Negli Stati Uniti è stato arrestato un uomo accusato di aver nascosto il suo coinvolgimento nel genocidio in Ruanda

Foto di persone uccise, nel Memoriale del genocidio di Kigali, in Ruanda (AP Photo/Ben Curtis, File)
Foto di persone uccise, nel Memoriale del genocidio di Kigali, in Ruanda (AP Photo/Ben Curtis, File)

In Ohio, negli Stati Uniti, un uomo ruandese è stato arrestato e accusato di aver mentito durante una testimonianza in tribunale per nascondere il proprio coinvolgimento nel genocidio in Ruanda, avvenuto nel paese dell’Africa orientale nel 1994. Nel 2019 l’uomo arrestato, Eric Tabaro Nshimiye, aveva testimoniato nel processo contro Jean Leonard Teganya, che era stato poi condannato per aver partecipato al genocidio. Secondo le autorità statunitensi Nshimiye aveva dato una testimonianza falsa per nascondere i suoi crimini, che includerebbero l’uccisione di persone con mazze chiodate e machete.

Nshimiye vive negli Stati Uniti da quasi 30 anni: era andato in Kenya dopo aver lasciato il Ruanda nel 1994. Lì secondo le accuse contro di lui avrebbe mentito a dei funzionari statunitensi per ottenere lo status di rifugiato, pur non avendone diritto, e trasferirsi negli Stati Uniti, dove arrivò nel 1995.

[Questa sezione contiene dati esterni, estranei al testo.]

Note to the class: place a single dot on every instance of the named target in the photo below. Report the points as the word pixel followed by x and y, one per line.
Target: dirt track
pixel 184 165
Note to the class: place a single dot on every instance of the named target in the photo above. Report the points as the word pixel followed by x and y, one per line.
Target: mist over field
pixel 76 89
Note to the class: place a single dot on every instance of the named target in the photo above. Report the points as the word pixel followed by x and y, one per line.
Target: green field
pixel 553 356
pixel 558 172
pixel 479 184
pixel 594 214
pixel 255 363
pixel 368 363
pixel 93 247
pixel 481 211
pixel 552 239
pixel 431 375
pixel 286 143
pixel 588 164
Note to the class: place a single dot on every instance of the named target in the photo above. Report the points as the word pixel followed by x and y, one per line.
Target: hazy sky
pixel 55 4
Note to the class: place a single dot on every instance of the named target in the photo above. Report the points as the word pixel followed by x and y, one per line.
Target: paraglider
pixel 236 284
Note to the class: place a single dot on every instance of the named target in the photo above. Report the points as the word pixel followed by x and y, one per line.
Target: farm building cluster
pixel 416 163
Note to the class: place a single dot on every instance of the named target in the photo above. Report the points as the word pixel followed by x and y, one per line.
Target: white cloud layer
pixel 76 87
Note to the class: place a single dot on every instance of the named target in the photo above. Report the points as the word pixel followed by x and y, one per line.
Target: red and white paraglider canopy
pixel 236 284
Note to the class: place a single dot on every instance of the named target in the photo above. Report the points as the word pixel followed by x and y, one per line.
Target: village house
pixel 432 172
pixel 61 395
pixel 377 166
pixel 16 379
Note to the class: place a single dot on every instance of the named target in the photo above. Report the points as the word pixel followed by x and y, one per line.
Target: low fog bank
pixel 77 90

Il genocidio del Ruanda si consumò nel giro di 100 giorni nel 1994: gruppi armati di etnia hutu, quella più numerosa, compirono massacri sanguinosi e indiscriminati nei confronti della minoranza dei tutsi, ma anche contro oppositori politici e hutu “moderati”. Si stima che dal 7 aprile alla metà di luglio del 1994 furono uccise almeno 800mila persone; ci furono anche decine di migliaia di stupri e di bambini arruolati come soldati. La ricerca dei colpevoli è stata particolarmente lunga e in alcuni casi è ancora in corso.